5.2. Restructuring of bilayers with liquid-ordered domains

Investigations of enzymatic generation of Cer in supported bilayers have focused on phase-separated lipid membranes with co-existing ordered (Loor gel) and fluid phases as a model to understand the effects of Cer on membrane rafts. Initial AFM studies of SMase treatment of phase-separated bilayers were published within months of each other by three groups, each reporting the formation of new Cer-enriched ordered domains. In work from the Schwille group, SMase treatment of DOPC/C18SM/Chol (1:1:1) bilayers resulted in reduction in the size of some Lodomains and formation of higher regions that were assigned to Cer-enriched domains, by analogy with results for bilayers containing premixed Cer[31]. The formation of raised edges on many domains was interpreted as evidence for initial enzyme activity at the Lo/Ldinterface. Related work from our group similarly showed the formation of Cer-enriched subdomains located mostly at the edges of the original Lodomains after SMase treatment of DOPC/eggSM/Chol (2:2:1) bilayers[33]. However, the enzyme also led to a pronounced bilayer restructuring that has some analogies to the proposed coalescence of rafts in cell membranes. This included (1) the formation of clusters of domains within a new region that had an intermediate height between those of the original Lodomains and fluid phase and (2) the generation of large regions of a lower (fluid) phase with occasional defects. Similar results were obtained for several enzyme concentrations (varying over two orders of magni-tude) and for enzymes from two bacterial sources. Although Cer-rich subdomains and domain clusters appeared within the first several minutes after enzyme addition, the membrane morphology continued to evolve over a period of more than 1 h, even when the enzyme was deactivated by extensive rinsing with water. In a third example, the Devaux group examined the effects of SMase in a more complex phase-separated mixture (PE/PC/SM/Chol, 1:1:1:1 molar ratio)[57]. Disappearance of the initial ordered domains, formation of higher Cer-enriched domains and formation of small membrane defects were observed. Parallel studies in phase-separated GUVs with Lo/Ldphases also showed Cer domains after enzyme exposure; however, SMase treatment of GUVs without Lophase led to vesicle collapse and was attributed to membrane tension and defects caused by asymmetric generation of Cer in a single bilayer leaflet.

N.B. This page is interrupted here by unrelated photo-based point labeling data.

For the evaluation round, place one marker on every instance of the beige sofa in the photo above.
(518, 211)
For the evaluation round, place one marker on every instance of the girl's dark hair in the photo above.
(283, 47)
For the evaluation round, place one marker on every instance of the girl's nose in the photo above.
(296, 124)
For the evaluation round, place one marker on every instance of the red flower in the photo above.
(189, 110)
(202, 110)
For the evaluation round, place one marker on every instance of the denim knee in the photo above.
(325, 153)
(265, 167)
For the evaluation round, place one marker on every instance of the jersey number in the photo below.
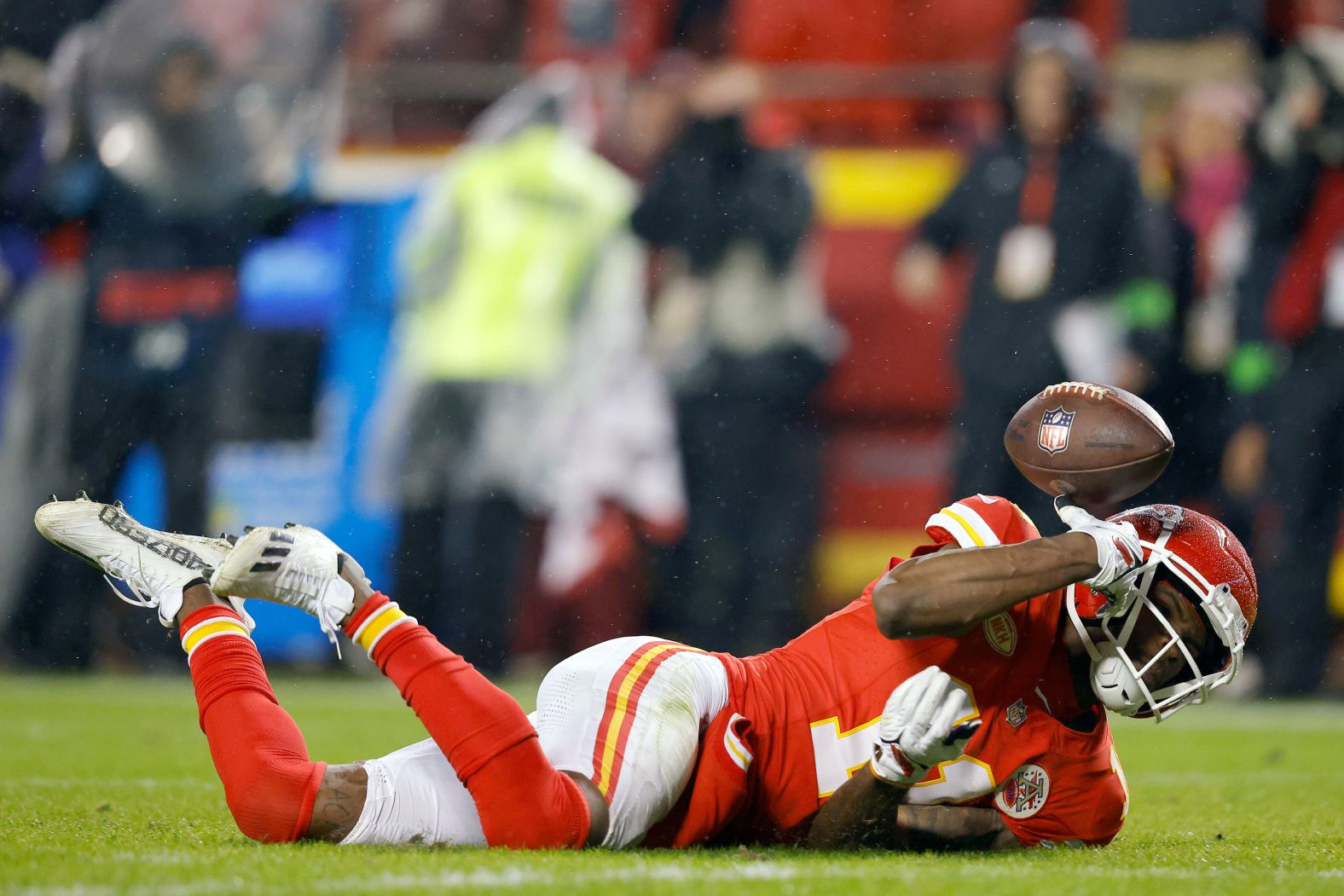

The observations of new Cer-enriched domains and a large scale membrane reorganization are common to each of the above studies, independent of incubation conditions (time, enzyme source, concen-tration) and membrane composition. Although AFM provides unpar-alleled capability to monitor dynamic changes in membrane morphology at high spatial resolution, its lack of molecular speciﬁcity and the heterogeneous membranes produced by SMase make it crucial to employ other complementary methods. Thus, the effect of the initial domain size, the kinetics for enzyme activity and the nature of the domain clusters have been investigated using a combination of AFM and ﬂuorescence with multiple labeling strategies. For example, we showed that DOPC/eggSM/Chol (5:5:1) bilayers with SM-rich nanodomains behaved similarly to bilayers with micrometer-sized Lo domains [35]. The initial SM domains enlarged and became heterogeneous in height due to formation of Cer-enriched areas

after SMase treatment. They also clustered together, leaving uniform areas of a lower phase that was considerably less viscous than the original DOPC-rich phase, based on its ability to maintain bilayer defects. Both the large domain clusters and surrounding lower phase could be visualized by ﬂuorescence allowing measurement of the kinetics for membrane restructuring. The bilayer restructuring varied with different lipid compositions and domain sizes and it was postulated that Cer-induced Chol expulsion from the domains accounted for some of the observations.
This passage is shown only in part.